Comme Pasolini, Godard est d’accord pour assimiler un héritage. Mais assimiler ne veut pas dire calquer ou dériver ; cela veut dire refaire, et à neuf. Démontage et remontage conscient, désarticulant la scène en ses éléments premiers, personnages, lieux, accessoires, moments, mimiques, postures — pour la recomposer avec les mêmes éléments dans un autre ordre, et chacun, subtilement (la lune) ou grossièrement (le couple d’anges) changé. La conturbatio de la Vierge est signifiée quand Marie entend passer l’avion et se fige, l’air troublé (sans raison, car les avions passent toujours à la même heure, elle ne devrait pas être étonnée) ; puis de nouveau, et cette fois selon le code des attitudes, par un retrait de son corps et de son visage au milieu de la scène de la station-service (mais nullement au début de la scène, comme on l’aurait attendu). De même, son humiliatio, sa meritatio, sont signifiées par des gestes ou des airs du visage qui peuvent être lus aussi selon l’ordre du réalisme.

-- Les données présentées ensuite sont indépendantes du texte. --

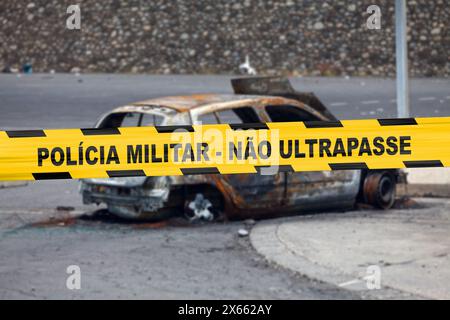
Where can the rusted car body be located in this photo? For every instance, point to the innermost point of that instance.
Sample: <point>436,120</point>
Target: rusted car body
<point>238,195</point>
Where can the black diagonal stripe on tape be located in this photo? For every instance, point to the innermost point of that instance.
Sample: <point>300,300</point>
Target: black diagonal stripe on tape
<point>398,122</point>
<point>25,133</point>
<point>249,126</point>
<point>282,168</point>
<point>125,173</point>
<point>423,164</point>
<point>171,129</point>
<point>212,170</point>
<point>323,124</point>
<point>51,175</point>
<point>100,131</point>
<point>348,166</point>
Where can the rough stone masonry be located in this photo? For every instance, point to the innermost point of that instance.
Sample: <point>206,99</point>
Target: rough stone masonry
<point>291,37</point>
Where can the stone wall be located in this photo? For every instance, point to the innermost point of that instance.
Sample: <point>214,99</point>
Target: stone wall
<point>308,37</point>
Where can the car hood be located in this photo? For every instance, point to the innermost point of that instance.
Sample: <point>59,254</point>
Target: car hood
<point>118,182</point>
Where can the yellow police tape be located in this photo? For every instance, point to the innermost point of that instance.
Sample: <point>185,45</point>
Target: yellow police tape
<point>224,148</point>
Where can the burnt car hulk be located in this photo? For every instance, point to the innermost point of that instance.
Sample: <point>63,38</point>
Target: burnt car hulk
<point>236,196</point>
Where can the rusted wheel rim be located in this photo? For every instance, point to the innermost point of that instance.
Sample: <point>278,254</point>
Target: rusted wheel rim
<point>379,190</point>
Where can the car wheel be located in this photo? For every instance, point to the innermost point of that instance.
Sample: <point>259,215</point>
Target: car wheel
<point>380,189</point>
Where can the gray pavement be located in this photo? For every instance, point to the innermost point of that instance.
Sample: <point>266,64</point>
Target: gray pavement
<point>410,247</point>
<point>144,261</point>
<point>65,100</point>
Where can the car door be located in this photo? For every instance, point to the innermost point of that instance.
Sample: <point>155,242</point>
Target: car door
<point>317,189</point>
<point>247,191</point>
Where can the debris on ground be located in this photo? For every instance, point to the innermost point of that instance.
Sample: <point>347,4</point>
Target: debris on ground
<point>65,208</point>
<point>200,207</point>
<point>250,222</point>
<point>243,233</point>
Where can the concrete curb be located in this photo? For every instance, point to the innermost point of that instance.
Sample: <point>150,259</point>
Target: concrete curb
<point>12,184</point>
<point>427,182</point>
<point>409,246</point>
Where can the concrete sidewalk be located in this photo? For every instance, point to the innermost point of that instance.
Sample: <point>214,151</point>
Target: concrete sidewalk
<point>428,182</point>
<point>411,247</point>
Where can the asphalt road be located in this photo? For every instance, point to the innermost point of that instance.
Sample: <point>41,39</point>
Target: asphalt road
<point>65,100</point>
<point>125,261</point>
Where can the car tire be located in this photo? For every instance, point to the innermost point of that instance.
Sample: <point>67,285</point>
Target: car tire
<point>380,189</point>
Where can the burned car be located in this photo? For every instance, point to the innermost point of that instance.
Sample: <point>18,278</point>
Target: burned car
<point>235,196</point>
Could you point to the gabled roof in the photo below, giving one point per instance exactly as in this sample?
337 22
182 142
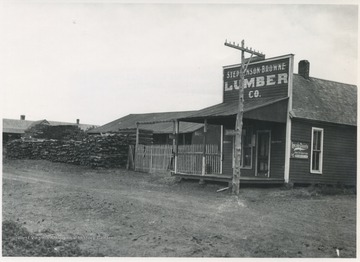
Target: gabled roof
130 121
313 99
83 127
18 126
15 126
324 100
229 109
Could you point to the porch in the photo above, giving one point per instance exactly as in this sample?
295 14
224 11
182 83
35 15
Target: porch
228 178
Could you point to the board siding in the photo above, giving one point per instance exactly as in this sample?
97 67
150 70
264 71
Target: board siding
277 157
339 154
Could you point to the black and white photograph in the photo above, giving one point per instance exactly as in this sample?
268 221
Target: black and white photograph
185 129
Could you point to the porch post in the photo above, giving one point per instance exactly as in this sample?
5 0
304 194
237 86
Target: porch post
204 149
177 128
221 148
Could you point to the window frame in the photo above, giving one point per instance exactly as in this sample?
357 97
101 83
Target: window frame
247 129
321 155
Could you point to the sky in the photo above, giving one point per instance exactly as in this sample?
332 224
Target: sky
97 62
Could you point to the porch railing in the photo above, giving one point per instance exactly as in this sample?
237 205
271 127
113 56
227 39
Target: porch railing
159 158
190 159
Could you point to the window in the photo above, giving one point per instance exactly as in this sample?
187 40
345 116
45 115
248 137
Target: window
316 160
246 149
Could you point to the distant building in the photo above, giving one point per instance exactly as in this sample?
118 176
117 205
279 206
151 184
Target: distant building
189 133
16 128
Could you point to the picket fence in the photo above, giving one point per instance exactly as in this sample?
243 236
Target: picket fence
160 158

La peinture est noyée sous ce remontage, elle n’est plus un trésor (de représentations) qu’on pille, mais une fontaine (de figuration) qui coule.

Dans l’Annonciation, il y a l’annonce et son messager, le message et sa destinataire. Il y a tous les affects humains que peut déclencher la confrontation soudaine d’une jeune fille vierge à un garçon d’une beauté angélique, et qui lui annonce qu’elle va être l’instrument du salut. Il y a une vie quotidienne et humble, celle du travail et de la modestie féminins, troublée par la vie glorieuse de l’Incarnation. Voilà pour le drame, et ramené à ses plus simples termes il est extrêmement banal : une rêverie ou un fantasme de jeune fille exaltée (au moment où s’invente le cinéma, on a tendance à penser que la virginité côtoie l’hystérie) ; ou bien, trivialement, une scène de séduction. Séduction de l’invisible, fantasmatique ou fantastique : voilà bien un matériau à cinéma, et de ces rencontres entre créatures comme vous ou moi et créatures « angéliques », les films sont prodigues, même au sein des genres réalistes.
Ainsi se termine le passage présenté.